December 04, 2025
RED FM News Desk
Deaths from last week’s catastrophic floods and landslides across parts of Asia climbed past 1,500 on Thursday, as rescue teams struggled to reach isolated communities and hundreds of people remained missing.
The scale of the devastation has intensified criticism that decades of unchecked development, mining, and widespread deforestation worsened the disaster. Survivors and activists are urging governments to strengthen forest protection.
“We need the government to investigate and fix forest management,” said Rangga Adiputra, a 31-year-old teacher from West Sumatra whose home was destroyed.
He said illegal logging had stripped the hills above his village, leaving the area dangerously exposed. “We don’t want this costly disaster to happen again.”
Officials confirmed 837 deaths in Indonesia, 479 in Sri Lanka, and 185 in Thailand, along with three in Malaysia. At least 861 people remain unaccounted for in Indonesia and Sri Lanka, where entire villages are buried under mud and debris.

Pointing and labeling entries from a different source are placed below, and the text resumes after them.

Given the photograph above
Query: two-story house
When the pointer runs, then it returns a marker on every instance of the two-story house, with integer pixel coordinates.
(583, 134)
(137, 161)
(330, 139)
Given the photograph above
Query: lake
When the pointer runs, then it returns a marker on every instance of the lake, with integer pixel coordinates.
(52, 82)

Access to many communities has been cut off by washed-out roads, collapsed bridges, and damaged telecommunications, leaving thousands without food and clean water.

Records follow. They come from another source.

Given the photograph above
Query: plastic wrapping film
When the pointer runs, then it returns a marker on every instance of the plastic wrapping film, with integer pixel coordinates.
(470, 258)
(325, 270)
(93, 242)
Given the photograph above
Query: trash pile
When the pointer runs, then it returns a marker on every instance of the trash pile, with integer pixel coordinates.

Images from Indonesian television showed massive piles of felled timber surging down rivers in North Sumatra, West Sumatra, and Aceh. Environmental groups say this is evidence that deforestation played a significant role in the scale of the disaster.
WALHI, Indonesia’s largest environmental organization, said decades of clearing land for mining, palm oil plantations, and illegal logging have destroyed natural barriers that once absorbed rainfall and stabilized the soil.
“The disaster wasn’t just nature’s fury; it was intensified by decades of deforestation,” said WALHI activist Rianda Purba. The group says Indonesia lost more than 240,000 hectares of primary forest in 2024 alone, leaving smaller river basins extremely vulnerable.
Global Forest Watch reported that Aceh, North Sumatra, and West Sumatra have lost 19,600 square kilometers of forest since 2000 — an area bigger than New Jersey.
In some areas, emergency crews were stunned to find stacks of neatly cut logs mixed in with flood debris. Local residents also reported that much of the wood appeared to have been deliberately harvested, not torn from the ground during the storm.
President Prabowo Subianto, after visiting affected areas on Monday, promised reforms. “We must truly prevent deforestation and forest destruction. Protecting our forests is crucial,” he said.
Environment Minister Hanif Faisol Nurofiq said investigators are examining the role of eight companies suspected of contributing to the disaster. He said environmental permits will be reviewed, and future project assessments will need to consider extreme rainfall scenarios.